- How did you become a writer?
"I started writing for children at a relatively advanced age (I was 43 when my first children’s book came out) and it happened quite by chance. Maybe there was even a little mystery there.
Before starting writing for children, I had written a Finnish language textbook, a few books on language policy and defended my doctoral thesis about language policy. I had no intentions whatsoever to start writing children’s books. But in January 2002 I dreamt about the famous Swedish children’s author Astrid Lindgren. In the dream we did not speak, but I realized from her behavior that she wanted to tell me something important. A few days after this dream I read in a newspaper that Lindgren had passed away. I was very sad, for Lindgren is one of my favorite authors. However, I did not know what to make of all this.
I forgot the whole thing for several years. But then, during a business trip I remembered the dream about Lindgren. I decided to write a short children’s story about some childhood pranks of my younger son. After a week I wrote another one. I sent the two stories to a children’s magazine and its editor Leelo Tungal encouraged me to continue. Upon her advice I put together a manuscript of stories, which was published as a book in 2007. „Tere, Volli“ (Hello, Volli), my first children’s book, was listed among the six best children’s books of the year by the Literature Endowment of the Cultural Endowment of Estonia.
But event then I did not realize that I was going to become a children’s author. But I did continue writing and in 2011, „Volli vanad vigurid“ (Volli Is Up to His Old Tricks Again), the sequel to the Volli-stories, won the main prize for children’s literature of the Cultural Endowment of Estonia. It was only then that I understood the need to take a more serious attitude towards writing.
I have never been a full-time writer; I also have a regular job. However, I have turned out three books a year on the average, lately even more.

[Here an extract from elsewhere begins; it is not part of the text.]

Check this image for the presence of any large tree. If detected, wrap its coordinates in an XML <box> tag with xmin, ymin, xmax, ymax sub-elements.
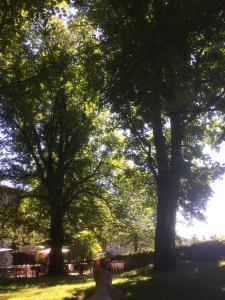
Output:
<box><xmin>79</xmin><ymin>0</ymin><xmax>225</xmax><ymax>269</ymax></box>
<box><xmin>1</xmin><ymin>12</ymin><xmax>118</xmax><ymax>274</ymax></box>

2. Which themes speak to you and make you reach for a pen? What is the secret of your success? You have received several Estonian Children’s Literature Awards, namely the Nukits Awards , so how do you find themes that children like?

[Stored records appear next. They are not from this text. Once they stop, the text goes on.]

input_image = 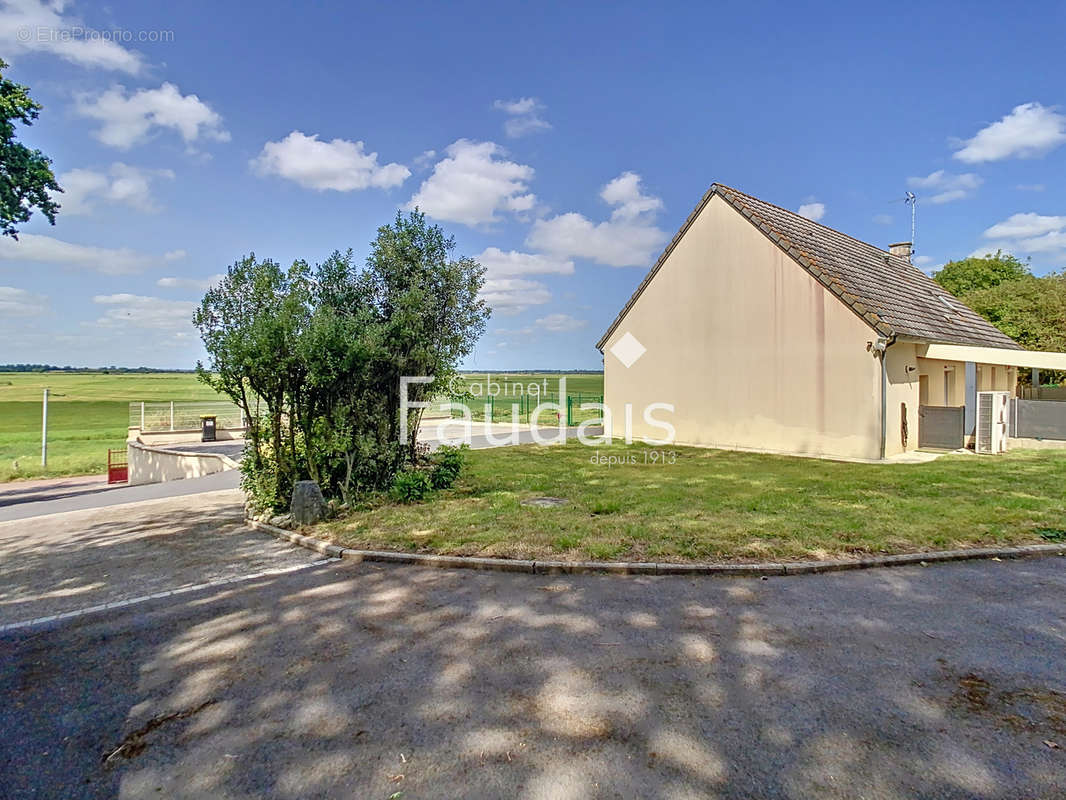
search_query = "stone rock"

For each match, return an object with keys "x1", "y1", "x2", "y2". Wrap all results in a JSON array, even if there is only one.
[
  {"x1": 289, "y1": 481, "x2": 326, "y2": 525},
  {"x1": 521, "y1": 497, "x2": 569, "y2": 509}
]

Children like stories that are about themselves and that help them feel better or wiser. A book must be exciting, and if possible, funny. And most importantly, every children’s book must offer the reader some new knowledge.
Generally speaking, though, life itself comes up with the themes. I have worked as a teacher and since I became a civil servant, I have kept in contact with the schools. Thus, I know how the kids think and what interests them, I can look at the world through their eyes.
I am interested in science and technology myself and therefore my stories always contain some information about cutting edge research. In the two books of my young criminalist series that were awarded the Nukits Award the detectives use their knowledge about the internet and various state-of-the-art technical devices, e.g., smart phones, drones etc.
In my Time Travel series, another Nukits Award winner, the young time travelers make use of their knowledge of history, geography, astronomy, and quantum physics. To my joy, many language teachers and librarians have told me that they do not have to make children read my books, they do so voluntarily and happily.
I write books that I would love to read myself."